Photo of doctor holding hands of patient
© rogerphoto - fotolia

(The story was first published in Horizon Magazine)

What kinds of data do today's national cancer registries collect?

This data set includes data on the person (such as) age, sex, living place, data on the tumour … and crude data on therapy. If the patient dies this information, including the date of death and cause of death, is added. Many registries collect additional data on therapy, on relapse and more to give a comprehensive view on the tumour and its therapy.

The planned European Cancer Information System (ECIS) will collate data and allow comparisons between Member States. How will people be able to use it?

I think for the citizens the most interesting thing to do will be to aggregate the data so they can see what is going on in their country, and they will also be able to see cancer-specific time points for their country to see whether (for example) lung cancer is going up in their country or not, and how it is in other countries, and how it is in the European Union.

You have said the ECIS will be able to evaluate the success of medical treatments. How will that work?

Of course we cannot evaluate single medical interventions because for this you need very detailed data. But we can measure the healthcare system. If you pick out a cancer like skin cancer, and compare different countries, then you will see big differences. You will see differences in the average time point when the tumour is detected, and this is a measure for early detection. You will see the survival or the mortality of the cancer after treatment, and that is an indicator for the (quality of) therapy and intervention in the country.

Could it be used to compare survival rates between countries, for example?

Yes and survival is important, to (enable people to) see the quality of the care, the therapy, and so on. Other measures, such as incidence, are important for evaluation of cancer prevention. For example, if you see lung cancer rates, they are a very important measure for smoking. You see the trends in countries which had anti-smoking laws very early, and lung cancer incidence is going down.

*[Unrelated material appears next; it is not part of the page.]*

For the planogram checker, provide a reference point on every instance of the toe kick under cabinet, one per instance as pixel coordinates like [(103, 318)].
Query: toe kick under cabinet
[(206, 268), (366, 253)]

So you can see whether preventive interventions are really working.

Are there plans to use it to inform policymakers?

Of course. A very good example is the EUROCARE study which is based on cancer registry data. The study group is located in Italy and they did the analysis of cancer survival and you can see these really big differences in cancer survival within the European Union. We had one time period when you had worse data for the UK, for example, and the politicians and the government really took a closer look at this data, released a national cancer plan and tried to improve the care. And in fact they did better in the next time period.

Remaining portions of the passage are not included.